Arbitration: Thomas's AT&T Mobility Concurrence Says Public Policy Isn't Enough to Invalidate an Agreement (April 27).
April 27, 2011It has to be about contract formation. And not about violating public policy.
That’s what Associate Justice Clarence Thomas writes are the limits on using Federal Arbitration Act Section 2 to strike down arbitration contracts under state law.
“Contract defenses unrelated to the making of the agreement—such as public policy--could not be the basis for declining to enforce an arbitration clause,” writes Thomas in his six-page concurrence in concurrence in AT&T Mobility v. Concepcion (decided this morning by the U.S. Supreme Court; full details here).

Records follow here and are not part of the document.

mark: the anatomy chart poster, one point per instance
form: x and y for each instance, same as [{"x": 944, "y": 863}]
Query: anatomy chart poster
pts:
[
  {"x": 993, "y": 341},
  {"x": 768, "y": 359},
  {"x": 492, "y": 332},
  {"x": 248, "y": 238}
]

The Thomas concurrence focuses on the textual limits of FAA Section 2’s saving clause. The clause allows states to make laws on contracts, and even laws dealing with arbitration, but they can’t discriminate against arbitration.
Thomas agrees with the Court’s result, but not how it got there. “As I would read it,” Thomas writes, “the FAA requires that an agreement to arbitrate be enforced unless a party successfully challenges the formation of the arbitration agreement, such as by proving fraud or duress. 9 U. S. C. §§2, 4. Under this reading, I would reverse the Court of Appeals because a district court cannot follow both the FAA and the Discover Bank rule, which does not relate to defects in the making of an agreement.”
But he states that a focus on Section 2 “could benefit from briefing and argument in an appropriate case.” He notes that he believes the Court’s test would provide the same result as his textual interpretation.
Thomas parses the saving clause, and says it suggests that the exception to FAA enforcement does not “include all defenses applicable to any contract[,] but rather some subset of those defenses.”
By examining the rest of the FAA (9 U.S.C. Sec. 1, et seq.), Thomas concludes that the defenses must go to the contract's formation.
Which, he concludes, Discover Bank"s unconscionability analysis does not. The case, he writes “does not concern the making of the arbitration agreement.”
The Ninth Circuit, notes Thomas, had found the arbitration agreement an exculpatory contract—one that would absolve AT&T Mobility of liability. Those contracts “are a paradigmatic example of contracts that will not be enforced because of public policy.”
And, the “[r]efusal to enforce a contract for public-policy reasons does not concern whether the contract was properly made.”